Shortly after their declaration, the U.S. military
launched precision weapons against what it called a
Zarqawi safe house, the third such strike in less than
a week.
In Baqubah, where scores of fighters proclaiming
allegiance to Zarqawi attacked police stations and
government buildings in Thursday's offensive, clerics
called on the faithful not to support such attacks.
The attackers, they said in their Friday sermons, were
foreigners attacking Iraqis.
"This is the first time we have heard the minaret
broadcast support for the Iraqi government," said
Edward Peter Messmer, the occupation authority's
coordinator for the Baqubah region, 35 miles northeast
of Baghdad. "And it couldn't come at a better time."
Sadr, whose Mahdi Army has fought U.S. troops in the
Sadr City slum in eastern Baghdad and in Najaf, 90
miles to the south, ordered his followers to lay down
their weapons and cooperate with Iraqi police in Sadr
City to "deprive the terrorists and saboteurs of the
chance to incite chaos and extreme lawlessness."
"We know the Mahdi Army is ready to cooperate actively
and positively with honest elements from among the
Iraqi police and other patriotic forces, to partake in
safeguarding government buildings and facilities, such
as hospitals, electricity plants, water, fuel and oil
refineries, and any other site that might be a target
for terrorist attacks," said an order from the Mahdi
Army distributed in Sadr City.
Interior Minister Falah Naqib said Sadr's militiamen
were welcome to join the police or army as
individuals, but not to patrol alongside regular
police units.
Abdul Hadi Darraji, a Sadr spokesman in Sadr City,
said Sadr's order was issued in part to see whether
U.S. occupation authorities were serious about
transferring power to Allawi's government.

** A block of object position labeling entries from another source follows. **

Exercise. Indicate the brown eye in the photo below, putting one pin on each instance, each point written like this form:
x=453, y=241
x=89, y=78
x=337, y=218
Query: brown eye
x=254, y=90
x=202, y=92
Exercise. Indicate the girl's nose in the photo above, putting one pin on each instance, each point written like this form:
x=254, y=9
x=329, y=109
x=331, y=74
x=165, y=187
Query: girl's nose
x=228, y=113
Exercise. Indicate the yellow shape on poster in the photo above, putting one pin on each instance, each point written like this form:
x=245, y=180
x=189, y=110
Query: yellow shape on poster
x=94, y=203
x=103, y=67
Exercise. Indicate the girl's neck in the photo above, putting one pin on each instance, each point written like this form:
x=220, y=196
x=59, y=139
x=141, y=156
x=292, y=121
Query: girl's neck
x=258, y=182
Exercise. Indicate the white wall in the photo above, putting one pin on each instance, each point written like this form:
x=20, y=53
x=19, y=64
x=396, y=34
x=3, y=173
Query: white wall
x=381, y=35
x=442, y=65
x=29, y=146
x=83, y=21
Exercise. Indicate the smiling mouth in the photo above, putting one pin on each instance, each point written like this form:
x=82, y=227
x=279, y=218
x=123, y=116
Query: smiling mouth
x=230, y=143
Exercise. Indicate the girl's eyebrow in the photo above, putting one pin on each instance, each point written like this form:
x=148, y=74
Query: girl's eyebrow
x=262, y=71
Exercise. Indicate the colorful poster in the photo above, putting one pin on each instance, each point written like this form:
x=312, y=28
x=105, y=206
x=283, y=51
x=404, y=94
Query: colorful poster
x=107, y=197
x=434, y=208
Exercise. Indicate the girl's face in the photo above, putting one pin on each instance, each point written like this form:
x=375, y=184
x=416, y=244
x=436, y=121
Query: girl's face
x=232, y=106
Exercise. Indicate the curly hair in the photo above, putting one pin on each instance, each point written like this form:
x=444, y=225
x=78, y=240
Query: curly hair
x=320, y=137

If they
were, he suggested, Sadr's movement could continue
cooperating with Iraqi authorities in combating
terrorists who, he said, come from outside the
country.
"This gesture is designed to distinguish between
honorable, legal resistance against the occupation and
the dishonorable resistance, which does not target the
occupation, but targets the Iraqi people," he said.
Aws Khafaji, a cleric in Sadr's militantly political
stream of Shiite Islam, disowned Thursday's violence
even more clearly in a sermon at the Hikma mosque in
Sadr City.
"We condemn and denounce yesterday's bombings and
attacks on police centers and innocent Iraqis, which
claimed about 100 lives," he said. "These are attacks
launched by suspects and lunatics who are bent on
destabilizing the country and ruining the peace so
that the Iraqi people will remain in need of American
protection."
Sadr's militia, as far as is known, has not been
involved in the car bombings and assaults against
Iraqi police and government officials across the
country in recent weeks. His fighters concentrated
their battle against U.S. troops in Sadr City and the
Najaf area, although they also fought with Iraqi
police seeking to patrol Najaf until a cease-fire was
established there earlier this month.
Shiite political leaders have sought for several
months to persuade Sadr to disband his militia and
transform his organization into a political movement.
He has expressed a tentative willingness to do so. But
his lieutenants have refused to participate in
choosing a national congress due to convene next
month, citing what they call a skewed formula for
representing Iraq's ethnic and religious groups.
Correspondent Scott Wilson in Baqubah contributed to
this report.
© 2004 The Washington Post Company
Al Qaeda seems quite determined to prove that the enemy of my enemy is not always my friend. It's bad news for the terrorists if they've got both the Americans and the Iraqis after them. They'll find it hard to stay hidden if the people they're trying to hide among also want them dead.